Afrasiabi has yet to address any of the government’s specific investigative findings. But news organizations caught up in this operation have all gone just as mum. Explanations and discussions are warranted about what news organizations knew or suspected about Afrasiabi, and how they will vet all future guest commentators with track records of tireless support for American adversaries. This discussion need not wait for criminal judicial processes to play out.
News organizations should vet guest commentators with track records of tireless support for U.S. adversaries.

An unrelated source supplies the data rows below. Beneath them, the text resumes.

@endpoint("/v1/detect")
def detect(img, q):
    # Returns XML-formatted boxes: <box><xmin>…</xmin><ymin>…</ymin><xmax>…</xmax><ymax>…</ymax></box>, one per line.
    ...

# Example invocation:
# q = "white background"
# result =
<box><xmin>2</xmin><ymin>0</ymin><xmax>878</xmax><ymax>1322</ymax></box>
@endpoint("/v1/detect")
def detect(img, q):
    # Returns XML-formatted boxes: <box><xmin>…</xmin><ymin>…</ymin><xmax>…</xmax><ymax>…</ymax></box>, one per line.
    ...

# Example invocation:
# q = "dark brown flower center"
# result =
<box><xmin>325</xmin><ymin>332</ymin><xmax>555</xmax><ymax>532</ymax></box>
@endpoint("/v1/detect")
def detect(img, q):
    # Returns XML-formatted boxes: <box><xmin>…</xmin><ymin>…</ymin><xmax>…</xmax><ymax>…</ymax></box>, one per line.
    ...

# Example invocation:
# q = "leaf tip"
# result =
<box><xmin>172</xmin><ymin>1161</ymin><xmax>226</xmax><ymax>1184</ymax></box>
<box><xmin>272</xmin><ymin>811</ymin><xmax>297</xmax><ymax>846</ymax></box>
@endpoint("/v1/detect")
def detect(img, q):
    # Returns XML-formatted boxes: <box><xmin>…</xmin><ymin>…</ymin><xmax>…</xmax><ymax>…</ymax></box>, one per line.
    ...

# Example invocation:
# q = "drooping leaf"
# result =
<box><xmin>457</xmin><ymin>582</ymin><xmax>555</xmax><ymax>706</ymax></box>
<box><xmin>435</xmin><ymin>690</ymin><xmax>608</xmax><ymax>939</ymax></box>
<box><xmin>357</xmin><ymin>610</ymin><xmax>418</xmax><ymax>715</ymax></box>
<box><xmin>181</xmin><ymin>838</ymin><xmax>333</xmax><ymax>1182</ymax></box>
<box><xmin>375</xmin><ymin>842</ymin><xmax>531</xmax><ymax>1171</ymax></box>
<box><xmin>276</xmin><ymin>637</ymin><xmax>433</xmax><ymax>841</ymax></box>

Maybe editors at the New York Times and elsewhere merely got duped for years and years. None, after all, were in position to demand Afrasiabi’s personal bank records showing his relationship with Iran.
Still, newspapers and academic journals who enabled the Iranian operation are not volunteering whether they ever wondered why a writer whose consistent pattern of support for Iran always seemed to fall in line with official Iranian positions.
The U.S. intelligence community also is on the hook here for an eventual explanation as to how long agencies were aware of Afrasiabi and what they may also know about the media outlet involvement. Did they miss the operation for years, too?
No one and no entity involved in the Afrasiabi affair deserves a pass on explaining it to the American public.
Todd Bensman is a fellow at the Middle East Forum and a senior national security fellow for the Center for Immigration Studies. He previously led counterterrorism-related intelligence efforts for the Texas Intelligence and Counterterrorism Division.